Glon cited the smallmouth bass’s relationship with crayfish as an example. That bass eats the crayfish, but it didn’t develop with the rusty crayfish as part of its diet. The bass will grow to be able to eat them, Glon said, but the lakes could see less healthy adult fish populations.
CMU seemed to be the perfect place to explore this invasive and native population dynamic, with its biological station on Beaver Island.
Glon said the university emphasizes Great Lakes issues, and when he started, large tanks had just been built to work as mesocosms—or smaller bodies of water made with close-to-natural conditions, usually to make experimenting easier. CMU’s tanks were set up to mimic the conditions of nearshore Lake Michigan. This made it easier to directly understand how the crayfish and mussels interact in Lake Michigan.

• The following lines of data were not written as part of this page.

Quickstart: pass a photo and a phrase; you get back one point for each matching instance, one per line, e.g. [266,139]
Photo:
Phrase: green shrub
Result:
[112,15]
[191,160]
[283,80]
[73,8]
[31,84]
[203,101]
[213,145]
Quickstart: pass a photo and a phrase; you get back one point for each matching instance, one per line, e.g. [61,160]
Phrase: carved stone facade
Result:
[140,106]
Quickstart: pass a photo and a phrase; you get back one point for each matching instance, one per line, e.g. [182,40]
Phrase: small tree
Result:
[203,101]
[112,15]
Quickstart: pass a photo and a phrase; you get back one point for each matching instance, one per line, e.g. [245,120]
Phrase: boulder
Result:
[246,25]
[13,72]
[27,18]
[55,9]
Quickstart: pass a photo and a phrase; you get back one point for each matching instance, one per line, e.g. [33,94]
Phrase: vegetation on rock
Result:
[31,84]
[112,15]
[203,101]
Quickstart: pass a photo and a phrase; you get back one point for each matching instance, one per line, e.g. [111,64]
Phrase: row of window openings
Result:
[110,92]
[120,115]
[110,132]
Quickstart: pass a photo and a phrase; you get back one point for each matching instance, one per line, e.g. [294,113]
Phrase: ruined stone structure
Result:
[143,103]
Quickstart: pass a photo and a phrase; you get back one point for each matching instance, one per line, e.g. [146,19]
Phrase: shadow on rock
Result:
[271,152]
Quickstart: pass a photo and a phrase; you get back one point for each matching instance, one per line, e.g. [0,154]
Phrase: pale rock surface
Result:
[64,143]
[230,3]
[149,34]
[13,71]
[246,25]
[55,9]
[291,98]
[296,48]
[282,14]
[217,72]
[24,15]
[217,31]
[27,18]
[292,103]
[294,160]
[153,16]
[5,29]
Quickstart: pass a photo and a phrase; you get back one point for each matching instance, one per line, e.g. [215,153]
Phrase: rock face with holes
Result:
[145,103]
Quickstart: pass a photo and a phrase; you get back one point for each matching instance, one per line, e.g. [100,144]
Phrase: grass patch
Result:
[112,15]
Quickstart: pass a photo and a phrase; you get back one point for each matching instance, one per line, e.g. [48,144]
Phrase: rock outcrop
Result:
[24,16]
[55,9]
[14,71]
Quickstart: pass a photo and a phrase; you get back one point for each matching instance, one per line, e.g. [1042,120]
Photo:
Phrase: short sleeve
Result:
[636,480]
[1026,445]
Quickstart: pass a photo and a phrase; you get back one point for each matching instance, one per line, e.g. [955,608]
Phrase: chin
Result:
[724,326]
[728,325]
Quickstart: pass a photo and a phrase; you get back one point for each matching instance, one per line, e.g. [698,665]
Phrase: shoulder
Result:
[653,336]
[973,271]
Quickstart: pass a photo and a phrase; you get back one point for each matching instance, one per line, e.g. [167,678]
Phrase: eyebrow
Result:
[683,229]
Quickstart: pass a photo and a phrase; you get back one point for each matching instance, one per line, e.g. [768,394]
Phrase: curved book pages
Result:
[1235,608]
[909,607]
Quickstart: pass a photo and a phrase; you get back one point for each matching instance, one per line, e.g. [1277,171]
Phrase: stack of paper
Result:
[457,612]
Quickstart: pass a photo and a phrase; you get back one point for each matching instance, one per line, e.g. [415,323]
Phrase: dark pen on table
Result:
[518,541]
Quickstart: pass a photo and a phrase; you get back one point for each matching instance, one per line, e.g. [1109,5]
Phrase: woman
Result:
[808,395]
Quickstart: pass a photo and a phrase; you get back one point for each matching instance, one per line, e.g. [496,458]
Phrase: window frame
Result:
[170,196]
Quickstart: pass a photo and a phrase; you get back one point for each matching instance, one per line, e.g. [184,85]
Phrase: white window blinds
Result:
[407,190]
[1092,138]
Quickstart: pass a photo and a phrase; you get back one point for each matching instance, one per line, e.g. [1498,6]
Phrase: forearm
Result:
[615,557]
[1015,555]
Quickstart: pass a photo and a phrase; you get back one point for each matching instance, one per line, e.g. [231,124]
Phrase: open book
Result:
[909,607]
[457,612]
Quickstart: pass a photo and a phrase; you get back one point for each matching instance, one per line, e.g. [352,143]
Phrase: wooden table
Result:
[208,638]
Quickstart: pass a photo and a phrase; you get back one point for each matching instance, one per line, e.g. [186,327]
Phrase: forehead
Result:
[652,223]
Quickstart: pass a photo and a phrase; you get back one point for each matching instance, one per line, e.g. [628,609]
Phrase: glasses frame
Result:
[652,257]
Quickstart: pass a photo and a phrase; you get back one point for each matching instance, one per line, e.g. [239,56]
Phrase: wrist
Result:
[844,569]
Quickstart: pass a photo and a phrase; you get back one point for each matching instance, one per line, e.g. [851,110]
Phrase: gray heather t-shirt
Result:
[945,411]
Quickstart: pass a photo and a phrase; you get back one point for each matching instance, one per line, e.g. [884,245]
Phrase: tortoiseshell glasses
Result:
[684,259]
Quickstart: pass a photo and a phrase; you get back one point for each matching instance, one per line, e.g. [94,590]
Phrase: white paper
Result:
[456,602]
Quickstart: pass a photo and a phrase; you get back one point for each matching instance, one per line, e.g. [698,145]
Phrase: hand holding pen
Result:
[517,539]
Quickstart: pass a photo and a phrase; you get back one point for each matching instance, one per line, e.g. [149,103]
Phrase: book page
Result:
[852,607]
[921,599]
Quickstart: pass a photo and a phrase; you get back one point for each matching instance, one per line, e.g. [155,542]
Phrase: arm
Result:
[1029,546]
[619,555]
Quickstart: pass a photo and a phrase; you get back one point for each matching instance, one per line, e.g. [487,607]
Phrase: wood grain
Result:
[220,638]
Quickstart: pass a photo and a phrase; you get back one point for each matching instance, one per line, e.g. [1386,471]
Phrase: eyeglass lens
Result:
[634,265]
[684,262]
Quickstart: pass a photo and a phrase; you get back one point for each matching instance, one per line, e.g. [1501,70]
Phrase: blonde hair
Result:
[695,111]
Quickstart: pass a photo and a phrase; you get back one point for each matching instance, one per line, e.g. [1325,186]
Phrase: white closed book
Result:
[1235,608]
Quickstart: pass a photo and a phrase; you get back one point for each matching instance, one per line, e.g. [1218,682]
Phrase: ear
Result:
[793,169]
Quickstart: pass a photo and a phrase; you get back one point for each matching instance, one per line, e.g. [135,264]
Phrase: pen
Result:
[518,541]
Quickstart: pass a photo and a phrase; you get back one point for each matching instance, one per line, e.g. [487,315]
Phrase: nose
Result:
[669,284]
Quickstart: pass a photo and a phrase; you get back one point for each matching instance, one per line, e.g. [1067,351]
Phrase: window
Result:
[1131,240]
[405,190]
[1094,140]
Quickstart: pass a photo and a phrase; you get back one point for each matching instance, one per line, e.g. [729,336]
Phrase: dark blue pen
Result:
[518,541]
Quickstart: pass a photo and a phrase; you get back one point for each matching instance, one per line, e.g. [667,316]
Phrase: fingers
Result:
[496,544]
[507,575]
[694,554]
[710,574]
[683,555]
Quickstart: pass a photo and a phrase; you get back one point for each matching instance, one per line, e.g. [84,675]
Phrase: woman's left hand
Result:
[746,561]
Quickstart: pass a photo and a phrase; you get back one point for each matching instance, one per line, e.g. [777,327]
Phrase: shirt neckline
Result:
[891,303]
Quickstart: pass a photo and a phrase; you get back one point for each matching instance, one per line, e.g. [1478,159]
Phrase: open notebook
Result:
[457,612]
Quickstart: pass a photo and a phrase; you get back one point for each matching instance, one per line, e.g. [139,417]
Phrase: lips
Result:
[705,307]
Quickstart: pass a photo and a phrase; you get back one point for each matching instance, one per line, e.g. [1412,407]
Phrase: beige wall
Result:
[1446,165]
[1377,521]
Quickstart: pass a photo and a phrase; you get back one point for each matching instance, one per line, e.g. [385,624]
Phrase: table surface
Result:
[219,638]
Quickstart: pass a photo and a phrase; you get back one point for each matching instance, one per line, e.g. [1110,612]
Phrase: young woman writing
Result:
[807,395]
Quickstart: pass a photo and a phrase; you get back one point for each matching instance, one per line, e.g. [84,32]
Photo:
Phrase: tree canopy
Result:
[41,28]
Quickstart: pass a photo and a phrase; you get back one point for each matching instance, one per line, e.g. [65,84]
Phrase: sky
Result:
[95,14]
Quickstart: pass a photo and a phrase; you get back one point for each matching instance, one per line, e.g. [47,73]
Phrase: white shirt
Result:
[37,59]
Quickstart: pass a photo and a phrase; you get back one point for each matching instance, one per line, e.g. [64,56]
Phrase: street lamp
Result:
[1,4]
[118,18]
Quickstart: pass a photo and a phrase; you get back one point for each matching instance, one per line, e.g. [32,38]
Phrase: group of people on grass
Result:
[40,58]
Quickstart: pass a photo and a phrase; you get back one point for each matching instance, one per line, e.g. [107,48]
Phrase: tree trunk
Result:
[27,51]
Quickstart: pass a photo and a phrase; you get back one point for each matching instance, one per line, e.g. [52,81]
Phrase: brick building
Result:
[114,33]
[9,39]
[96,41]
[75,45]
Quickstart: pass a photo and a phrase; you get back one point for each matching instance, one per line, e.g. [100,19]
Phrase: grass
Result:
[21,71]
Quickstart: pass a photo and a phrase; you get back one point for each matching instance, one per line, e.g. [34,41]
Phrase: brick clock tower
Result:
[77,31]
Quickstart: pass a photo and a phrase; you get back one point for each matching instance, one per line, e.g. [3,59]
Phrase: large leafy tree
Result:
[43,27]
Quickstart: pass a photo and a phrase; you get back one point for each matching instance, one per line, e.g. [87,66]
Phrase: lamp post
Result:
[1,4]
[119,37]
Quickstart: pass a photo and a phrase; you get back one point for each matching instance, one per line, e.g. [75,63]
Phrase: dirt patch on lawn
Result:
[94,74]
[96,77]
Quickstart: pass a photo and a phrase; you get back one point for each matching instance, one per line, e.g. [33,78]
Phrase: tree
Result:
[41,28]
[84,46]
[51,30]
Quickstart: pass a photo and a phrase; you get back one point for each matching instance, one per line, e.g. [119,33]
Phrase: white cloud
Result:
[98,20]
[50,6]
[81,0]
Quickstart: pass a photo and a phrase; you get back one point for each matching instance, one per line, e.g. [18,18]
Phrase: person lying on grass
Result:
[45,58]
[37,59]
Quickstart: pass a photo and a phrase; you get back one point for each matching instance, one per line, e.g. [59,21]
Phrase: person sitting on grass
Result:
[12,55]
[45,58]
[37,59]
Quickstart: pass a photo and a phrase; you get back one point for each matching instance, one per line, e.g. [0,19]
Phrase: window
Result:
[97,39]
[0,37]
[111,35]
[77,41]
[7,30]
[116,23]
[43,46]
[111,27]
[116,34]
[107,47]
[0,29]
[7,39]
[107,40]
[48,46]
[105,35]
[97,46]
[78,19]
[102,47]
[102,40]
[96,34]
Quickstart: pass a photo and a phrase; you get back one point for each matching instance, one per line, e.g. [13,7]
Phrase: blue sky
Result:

But beyond the relationship between mussels and crayfish, there’s a larger lesson here about how invasive species can support each other.
“What I think is potentially interesting about this study is a lot of invasive crayfish like rusty crayfish are increasingly globally invasive,” said Eric Larson, an assistant professor with the University of Illinois who worked for Shedd Aquarium during the research. “And it’s good to have that on the radar—that invaders might be followed by other invaders.”
Understanding this from a Great Lakes perspective is important, as it can lead to a better understanding of how to identify and control invasive species, said Kevin Pangle, an associate professor at CMU and Glon’s graduate studies advisor. This includes future species that may develop relationships with the other species living there.
“I think the potential interactions between invaders, the ways that subsequent invasions might be facilitated by older invaders, have not necessarily been overlooked,” Larson said, “but it is something we don’t think about as much as we should during risk assessment and when we look at why invasive species are as successful.”
Natasha Blakely writes for Great Lakes Echo.